[ . . . ] On January 30, 1933, I moved into Wilhelmstraße, filled with the deepest concern for the future of my Volk [people]. Today – six years later – I am able to speak to the first Reichstag of Greater Germany! We, perhaps more than any other generation, can truly appreciate the full meaning of the pious expression: ‘What a change brought about by the grace of God!’
Six years were enough to achieve the dreams of centuries. One year to bring our people the enjoyment of that unity that so many generations strove for in vain. Today, as I see you assembled around me as representatives of our German Volk from all Gaue [regions] of the Reich, and know that among you are the newly elected men of the Ostmark [Austria] and the Sudetenland, I am once more overwhelmed by the powerful impressions of the events of a year in which the work of centuries was realized.
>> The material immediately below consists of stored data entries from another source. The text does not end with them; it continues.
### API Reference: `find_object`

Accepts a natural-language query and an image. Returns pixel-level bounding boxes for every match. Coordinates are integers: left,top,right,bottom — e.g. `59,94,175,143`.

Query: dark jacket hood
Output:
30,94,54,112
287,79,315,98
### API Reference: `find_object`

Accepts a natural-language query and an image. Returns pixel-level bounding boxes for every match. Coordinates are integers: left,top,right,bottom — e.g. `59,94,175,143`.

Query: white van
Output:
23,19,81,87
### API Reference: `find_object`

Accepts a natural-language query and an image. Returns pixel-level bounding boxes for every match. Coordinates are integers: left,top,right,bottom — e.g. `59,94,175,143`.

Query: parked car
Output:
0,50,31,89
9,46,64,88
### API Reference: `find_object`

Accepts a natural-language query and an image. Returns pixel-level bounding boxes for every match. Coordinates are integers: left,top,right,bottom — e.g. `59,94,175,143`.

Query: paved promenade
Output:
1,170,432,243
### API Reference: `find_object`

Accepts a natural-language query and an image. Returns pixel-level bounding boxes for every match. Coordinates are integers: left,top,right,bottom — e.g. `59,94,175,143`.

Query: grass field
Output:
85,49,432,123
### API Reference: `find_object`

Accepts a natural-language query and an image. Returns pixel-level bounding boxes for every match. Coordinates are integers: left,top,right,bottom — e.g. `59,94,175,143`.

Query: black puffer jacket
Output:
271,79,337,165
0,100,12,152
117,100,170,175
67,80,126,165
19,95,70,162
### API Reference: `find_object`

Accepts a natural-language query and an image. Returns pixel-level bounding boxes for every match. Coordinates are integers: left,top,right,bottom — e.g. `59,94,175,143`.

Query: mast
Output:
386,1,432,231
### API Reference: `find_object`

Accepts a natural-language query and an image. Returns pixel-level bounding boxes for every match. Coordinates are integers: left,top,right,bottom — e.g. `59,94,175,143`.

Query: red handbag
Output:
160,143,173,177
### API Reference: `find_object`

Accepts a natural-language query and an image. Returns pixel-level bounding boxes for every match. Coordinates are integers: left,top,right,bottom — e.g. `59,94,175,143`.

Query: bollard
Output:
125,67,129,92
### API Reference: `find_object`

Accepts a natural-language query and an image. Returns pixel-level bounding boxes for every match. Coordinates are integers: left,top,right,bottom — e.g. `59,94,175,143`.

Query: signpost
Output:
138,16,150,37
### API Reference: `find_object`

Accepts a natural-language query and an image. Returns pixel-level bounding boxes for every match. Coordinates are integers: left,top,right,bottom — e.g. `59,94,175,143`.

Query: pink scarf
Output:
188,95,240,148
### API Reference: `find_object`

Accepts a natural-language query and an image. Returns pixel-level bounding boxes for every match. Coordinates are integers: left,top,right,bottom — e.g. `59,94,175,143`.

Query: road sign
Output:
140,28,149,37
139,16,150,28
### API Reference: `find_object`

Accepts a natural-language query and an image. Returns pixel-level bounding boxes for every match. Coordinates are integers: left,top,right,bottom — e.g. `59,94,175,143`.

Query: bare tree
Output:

How much blood has been shed in vain for this goal! Over the course of more than a thousand years, how many millions of German men have consciously or unconsciously traveled down the bitter road toward a quick or painful death in the service of this goal! How many others were condemned to end their lives behind the walls of fortresses and prisons – lives they would have gladly given to Greater Germany!
How many hundreds of thousands have poured forth into the whole wide world, an endless stream of German emigrants driven by need and worry! For decades they still thought of their unhappy Fatherland, but after generations they forgot it. And within a single year, this dream has been successfully realized.
Not without a fight, as some thoughtless bourgeois may perhaps like to think. This year of German unity was preceded by nearly two decades of fanatical struggle on behalf of a political idea. Hundreds of thousands, millions devoted their entire selves to this, their physical and economic existence; they accepted mockery and derision as readily as they did years of disgraceful abuse, vile defamation, and nearly unbearable terror. Countless blood-soaked dead and wounded in all the German Gaue were witnesses to this battle. Moreover: this success was hard-won through an immense exertion of will and through the power of brave decisions fanatically adhered to.